The beneficial effect on CV events might be attributed mainly to differences in systolic BP [29]. In the Systolic Hypertension in the Elderly Program (SHEP) study, elderly persons with T2 DM derived more benefit from aggressive systolic BP lowering in reduction of CV than those without diabetes [30]. Additional benefit of aggressive BP lowering in the diabetic population was observed in a sub-analysis of Systolic Hypertension in Europe (SystEur) Trial. In that trial, although systolic BP was reduced by a comparable amount in each group, the risk reduction in mortality from CV disease was 13% in non-diabetic patients versus 76% for the diabetic patients [31]. There is weaker evidence that the effect of BP lowering between different drug classes is varied. Law and colleagues [32] pooled 354 RCTs and found that ACE inhibitors, calcium antagonists, and five categories of drug produced similar reductions in BP. We did not find a significant effect of BP lowering in stratified analysis, which may be due to lower statistical power. Therefore, further specific RCTs need to be performed to evaluate the BP lowering effect of Various ACE/ARBs in hypertensive patients with T2DM.

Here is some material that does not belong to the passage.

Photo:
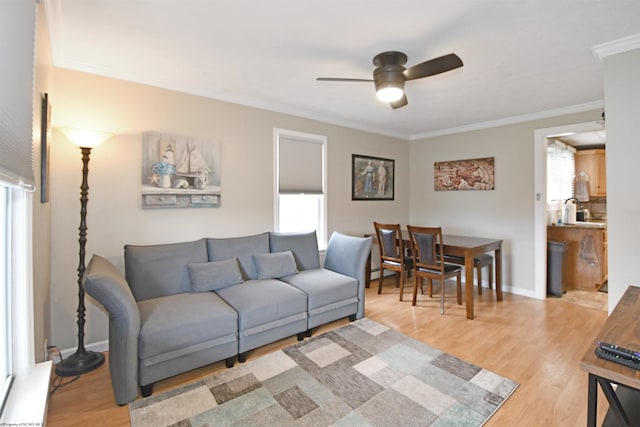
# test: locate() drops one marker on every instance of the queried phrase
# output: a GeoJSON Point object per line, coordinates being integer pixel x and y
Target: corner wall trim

Several limitations of our analysis have to be mentioned. Firstly, our results are subject to limitations inherent to any meta-analysis based on pooling of data from different trials, including use of different definitions for CV events, different dosages of the active and control drug, different follow-up times, optimal BP target, combination treatment and participants with other concomitant conditions or background therapy. Although we could not find a differential result in sensitivity or stratified analyses, it was impossible to accurately estimate the effect of ACE/ARBs in patients with T2 DM. Secondly, one study did not report HR with 95% CI when a significant result was found [33] and it was not included in our analysis. This issue probably resulted in an underestimation of the effect of ACE/ARBs.

Conclusion

This meta-analysis, which involved almost 21,871 hypertensive patients with T2 DM, demonstrated that ACE/ARBs as a class of antihypertensive drugs were associated with a significant 10% reduction effect of CV events and 17% reduction in CV mortality when compared with control or active antihypertensive regimens with drugs other than ACEI or ARB. Stratified subgroup analysis according to class of BP-lowering regimens and different control group failed to differentiate between ACE inhibitors or ARB effect on CV outcomes. More studies should be performed to clarify if the beneficial effect on CV events and CV mortality among hypertensive patients with T2DM was derived from ACEIs, or ARBs.